[ADR] De-couple stateful and stateless resources from Service Resources group
Problem Identified
The service resources contain multiple stateful resources such as Storage Account, Redis cache and Postgres DB. Recreating these resources is not always acceptable especially when they contain production data.
Impact
Upgrade of any resource in Services Resources group requires us to bring down the partial / entire resource group which results in Downtime.
Proposed Solution
Here is an approach using which we can scale resources in Service Resources as many times as required without having to incur downtime.
The idea is to decouple stateless and stateful resources.
This is a migration strategy, hence would contain multiple steps.
Phase – 1
A new resource group (say deployment resources) will be created that will contain all the stateless resources that were part of the Service Resources group. This includes VNet, Subnets, App Gateway, AKS, AKS Config (namespaces, secrets etc) and Helm config.
The client creates the new resource group and will make sure that all the services are up and running.

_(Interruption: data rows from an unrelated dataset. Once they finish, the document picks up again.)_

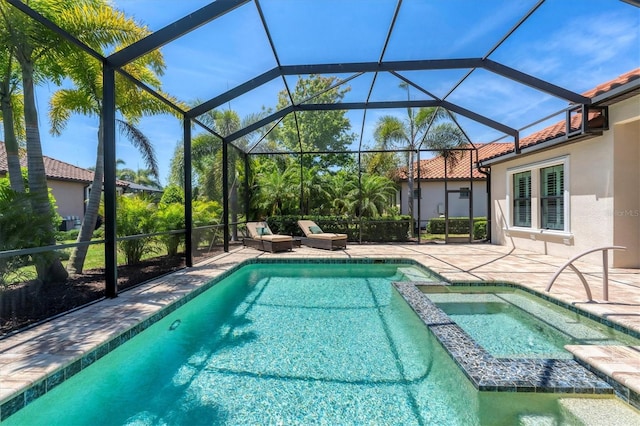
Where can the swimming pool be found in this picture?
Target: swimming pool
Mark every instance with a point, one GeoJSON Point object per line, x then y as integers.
{"type": "Point", "coordinates": [512, 323]}
{"type": "Point", "coordinates": [291, 344]}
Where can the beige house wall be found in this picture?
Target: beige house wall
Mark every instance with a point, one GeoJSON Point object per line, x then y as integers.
{"type": "Point", "coordinates": [626, 227]}
{"type": "Point", "coordinates": [432, 202]}
{"type": "Point", "coordinates": [69, 197]}
{"type": "Point", "coordinates": [603, 194]}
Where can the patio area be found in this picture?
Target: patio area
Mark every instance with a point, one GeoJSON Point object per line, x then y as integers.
{"type": "Point", "coordinates": [41, 357]}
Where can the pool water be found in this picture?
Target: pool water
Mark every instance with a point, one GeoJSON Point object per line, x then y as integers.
{"type": "Point", "coordinates": [286, 344]}
{"type": "Point", "coordinates": [511, 323]}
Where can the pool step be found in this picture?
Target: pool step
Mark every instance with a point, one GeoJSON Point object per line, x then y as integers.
{"type": "Point", "coordinates": [536, 420]}
{"type": "Point", "coordinates": [414, 274]}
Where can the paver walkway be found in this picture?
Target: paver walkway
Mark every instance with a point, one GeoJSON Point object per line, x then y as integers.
{"type": "Point", "coordinates": [43, 352]}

Upon satisfaction, the client is expected to perform a DNS switch to divert the traffic to the newly created cluster setup. Once the traffic on the older setup is down to zero, phase-2 can be invoked.
Phase – 2
In this phase all the stateless resources that were part of the Service resources group will be deleted. So, the Service Resources will continue to host the common stateless resources that are required by the OSDU services.
Rollout Strategy
-
Create ADR for the changes
Implementation plan
-
Terraform changes – Carve out the terraform resources to a new resource group. -
Changes required in ADO Pipelines -
Changes required in Manual deployment -
Documentation – Migration strategy -
Deadline to delete Stateless resources permanently from Service resource group.